Race and the Jazz Age

Cards (6)

  • Racist caricature occurs in chapter 4 when Gatsby is driving Nick across the bridge to Manhattan.
    "A limousine passed us, driven by a white chauffeur, in which sat three modish negroes, two bucks and a girl. I laughed aloud as the yolks of their eyeballs rolled toward us in haughty rivalry'
  • Immediately followed by a funeral procession going by, it's a funeral for an immigrant.
    The scene is summed up by Nick as "Anything can happen now that we've slid over this bridge," I thought; "anything at all.." Even Gatsby could happen, without any particular wonder"
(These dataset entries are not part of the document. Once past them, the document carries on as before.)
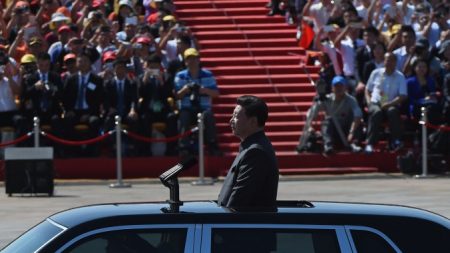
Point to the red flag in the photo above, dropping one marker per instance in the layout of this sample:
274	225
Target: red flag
307	36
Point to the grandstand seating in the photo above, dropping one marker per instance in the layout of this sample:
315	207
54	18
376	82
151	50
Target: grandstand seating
251	53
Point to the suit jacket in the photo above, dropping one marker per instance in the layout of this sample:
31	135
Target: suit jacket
151	93
94	93
363	55
252	180
32	98
111	96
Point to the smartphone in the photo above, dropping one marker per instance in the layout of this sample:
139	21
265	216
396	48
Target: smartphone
329	28
29	31
356	25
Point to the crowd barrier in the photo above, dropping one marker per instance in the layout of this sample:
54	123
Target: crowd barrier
199	128
118	131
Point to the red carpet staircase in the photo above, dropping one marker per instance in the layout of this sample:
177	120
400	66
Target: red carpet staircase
251	53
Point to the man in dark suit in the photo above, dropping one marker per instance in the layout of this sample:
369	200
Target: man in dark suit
41	97
121	99
82	100
252	180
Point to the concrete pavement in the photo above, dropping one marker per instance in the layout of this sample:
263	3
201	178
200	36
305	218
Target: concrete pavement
20	212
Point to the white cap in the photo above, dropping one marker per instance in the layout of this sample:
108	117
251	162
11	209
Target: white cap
126	2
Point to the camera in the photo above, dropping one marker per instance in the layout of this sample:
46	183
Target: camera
195	94
21	10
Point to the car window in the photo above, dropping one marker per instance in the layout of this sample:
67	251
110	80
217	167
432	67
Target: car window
240	240
368	242
34	238
142	240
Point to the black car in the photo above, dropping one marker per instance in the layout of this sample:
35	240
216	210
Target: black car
203	226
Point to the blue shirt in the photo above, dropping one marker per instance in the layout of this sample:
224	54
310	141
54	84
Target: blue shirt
417	93
205	79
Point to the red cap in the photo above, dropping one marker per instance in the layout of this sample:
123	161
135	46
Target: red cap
64	28
21	4
143	40
97	3
109	55
69	56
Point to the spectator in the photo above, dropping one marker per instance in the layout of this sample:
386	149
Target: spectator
422	93
57	50
41	96
348	42
385	92
108	59
195	87
141	50
408	41
377	61
155	90
82	99
9	90
340	108
70	66
319	12
121	99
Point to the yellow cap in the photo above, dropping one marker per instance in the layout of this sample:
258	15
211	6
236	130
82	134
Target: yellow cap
169	18
28	58
190	52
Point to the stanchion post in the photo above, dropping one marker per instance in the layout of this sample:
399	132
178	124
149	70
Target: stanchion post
201	153
423	122
37	131
119	183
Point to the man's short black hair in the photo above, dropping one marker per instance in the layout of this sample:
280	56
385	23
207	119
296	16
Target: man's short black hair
254	107
43	56
153	58
409	29
121	61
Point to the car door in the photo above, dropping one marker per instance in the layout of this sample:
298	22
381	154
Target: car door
274	238
369	240
173	238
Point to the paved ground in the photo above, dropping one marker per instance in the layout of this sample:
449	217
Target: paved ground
20	212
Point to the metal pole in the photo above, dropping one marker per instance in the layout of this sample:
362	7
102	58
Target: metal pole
119	183
201	154
37	131
423	122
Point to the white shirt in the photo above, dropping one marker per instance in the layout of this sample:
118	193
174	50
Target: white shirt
348	53
385	88
81	79
402	55
7	100
320	15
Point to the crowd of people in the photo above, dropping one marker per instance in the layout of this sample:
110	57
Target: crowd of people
77	64
392	57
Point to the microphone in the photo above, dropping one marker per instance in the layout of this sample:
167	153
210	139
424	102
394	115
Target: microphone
173	172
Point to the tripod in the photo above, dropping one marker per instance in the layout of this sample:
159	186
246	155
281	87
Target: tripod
311	114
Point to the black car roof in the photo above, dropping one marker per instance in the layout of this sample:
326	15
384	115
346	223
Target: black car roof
76	216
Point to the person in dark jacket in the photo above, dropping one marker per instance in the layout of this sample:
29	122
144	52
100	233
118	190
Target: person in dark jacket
252	181
41	97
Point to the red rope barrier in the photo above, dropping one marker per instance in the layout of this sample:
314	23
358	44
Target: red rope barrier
20	139
168	139
441	127
77	143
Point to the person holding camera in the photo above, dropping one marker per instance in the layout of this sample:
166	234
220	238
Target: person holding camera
41	95
155	91
195	88
385	93
9	90
342	109
82	98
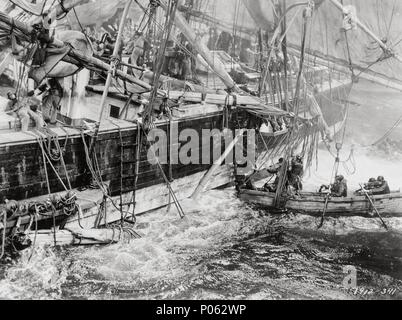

  • Nick is most intrigued by the rumours surrounding Gatsby that he may have been a jewish immigrant or a poor migrant from the swamps of Louisiana. Immediate confirmation to the potential at Nick being racist or ignorant is his description and first image of Wolfsheim to be a "Small, flat-nosed Jew"
  • Echoes Chapter 1 when Tom discusses the "Rising Tide Of Colour" and how the "White race will be utterly submerged"
    Nick has complex perceptions of race, and it represents the conflicting controversy in the 1920s surrounding immigration in America. Some believed there happened to be such a thing as a "Melting pot of immigration" and that immigrants moving to America were mixing with the WASP American citizens and creating a sub-human race that was dangerous and threatening to white culture.
  • Fitzgerald associates Gatsby and his sudden fortune and sudden place in upper class society to corroborate with the underlying ideas of "The rising tide of colour" and the threat this brings to American society.  "I suppose the latest thing is to sit back and let Mr Nobody from Nowhere make love to your wife" Tom supports this idea that Gatsby is not traditionally White Anglo-Saxon, reinstating his threat to Tom. Class differences tend to get racialised in the 1920s
  • Black figures in the novel make for a sort of wry comment on the impasses of the white freedom and self-making.